The thing with Q is the success of the character on TNG was almost entirely thanks to the ability of John de Lancie to lift the often abysmal material into something memorable.
Look at Encounter at Farpoint - Q is the best thing in it, but the dialogue is abysmal. It's almost impossible to deliver, but JDL (as I shall henceforth call him!) puts in a virtuoso performance. A lesser actor could have killed off Star Trek's revivial before it had truly begun.
Fortunately in some of his later appearances, the writing improved. Then in Voyager, he became a one-note comic character, which is about as far from the original concept as you can get.
I hadn't thought about it this way before but you're right, Q was never just comic relief on TNG, he was always something more. It is almost like as if the Voyager writers didn't get the character.
I'm not sure how true this is, but sfdebris told a story in his review of
Q Who that there was a line in the script where Q would shout "Stop! Or you will surely die!" but instead JDL just sat in his chair and said "Oh, please." The guy seemed to have a good handle on his character.
Macrocosm (*½)
AKA
Genesis, Part 2. AAKA
Brannon Braga has Trouble Learning From His Mistakes.
This is just
Genesis again, only this time the hokey evolutionary science is replaced by hokey viral science. And the technobabble, oh lord, the technobabble...
I know this is a bit anal, but how does the macro-virus fly? It makes a buzzing sound like a bee, but it doesn't have any wings, it is just a big floating blob of CGI. This is the sort of thing I found myself thinking while watching the episode, so clearly I was bored. Janeway is an action hero, fine, but seeing her run around the ship in a sweaty tank-top stabbing giant viruses with a convenient knife, and blowing them up in a green explosion using a bomb with a quaint LED timer... they must have realised at some point that they took the concept too far.

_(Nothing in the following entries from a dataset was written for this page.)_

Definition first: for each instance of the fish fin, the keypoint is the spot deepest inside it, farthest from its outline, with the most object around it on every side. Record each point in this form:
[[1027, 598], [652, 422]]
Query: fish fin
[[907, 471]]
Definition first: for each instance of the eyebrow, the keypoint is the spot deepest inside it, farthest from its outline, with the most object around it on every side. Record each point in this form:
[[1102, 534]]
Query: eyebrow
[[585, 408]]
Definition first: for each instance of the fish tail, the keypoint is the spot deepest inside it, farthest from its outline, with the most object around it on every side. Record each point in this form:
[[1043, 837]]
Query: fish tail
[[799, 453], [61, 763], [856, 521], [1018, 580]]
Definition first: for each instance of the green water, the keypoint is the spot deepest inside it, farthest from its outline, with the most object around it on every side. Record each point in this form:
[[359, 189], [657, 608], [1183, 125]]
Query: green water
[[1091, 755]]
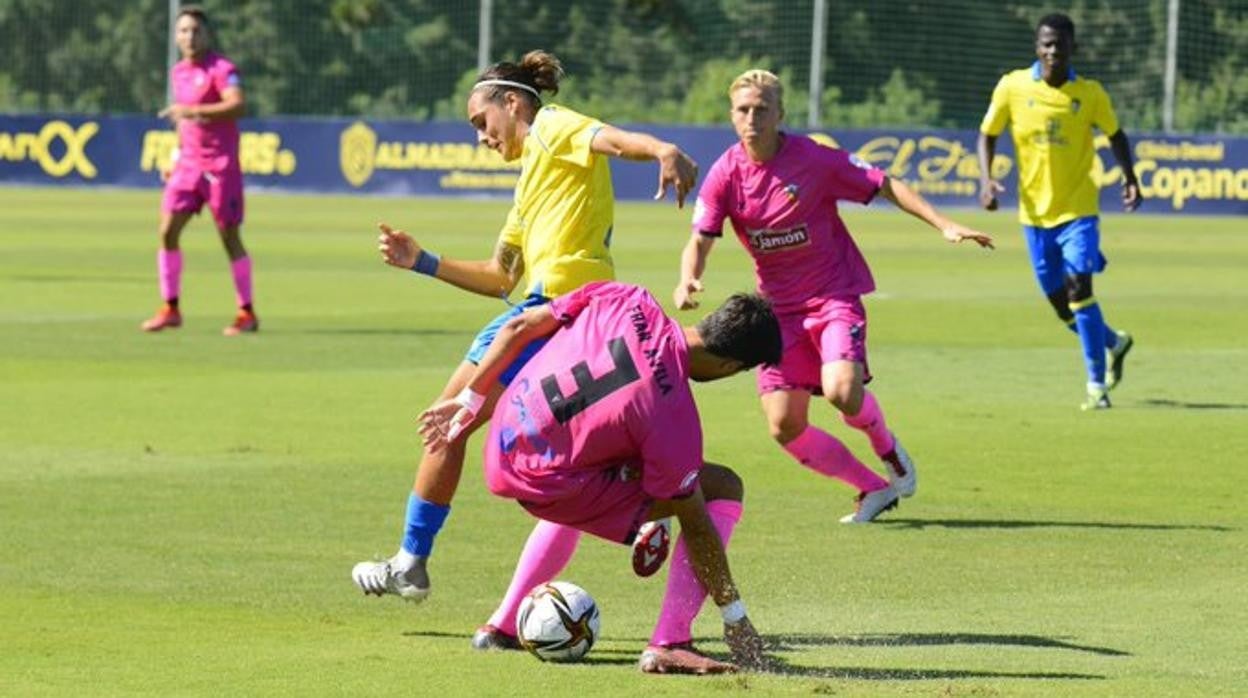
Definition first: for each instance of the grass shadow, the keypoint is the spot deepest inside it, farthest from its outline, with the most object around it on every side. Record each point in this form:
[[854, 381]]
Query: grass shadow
[[1020, 523], [779, 666], [385, 332], [1181, 405], [786, 642]]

The first acts are okay. I knew what was going to happen so there was no sense of mystery, but I do like the idea of coming back to a seemingly empty and powerless ship, that's one of the reasons why I don't hate
Genesis. But when Shmullus spends 15 minutes of screen-time explaining everything the story gets lost and completely fails to make sense, there is no explanation as to where the crew is or why the ship is in such a bad state. And the final act is utterly ludicrous.
I'm feeling generous because my game of Empire Total War is going well, so I'll give the episode 2 stars and deduct half a star for Braga copying his own work.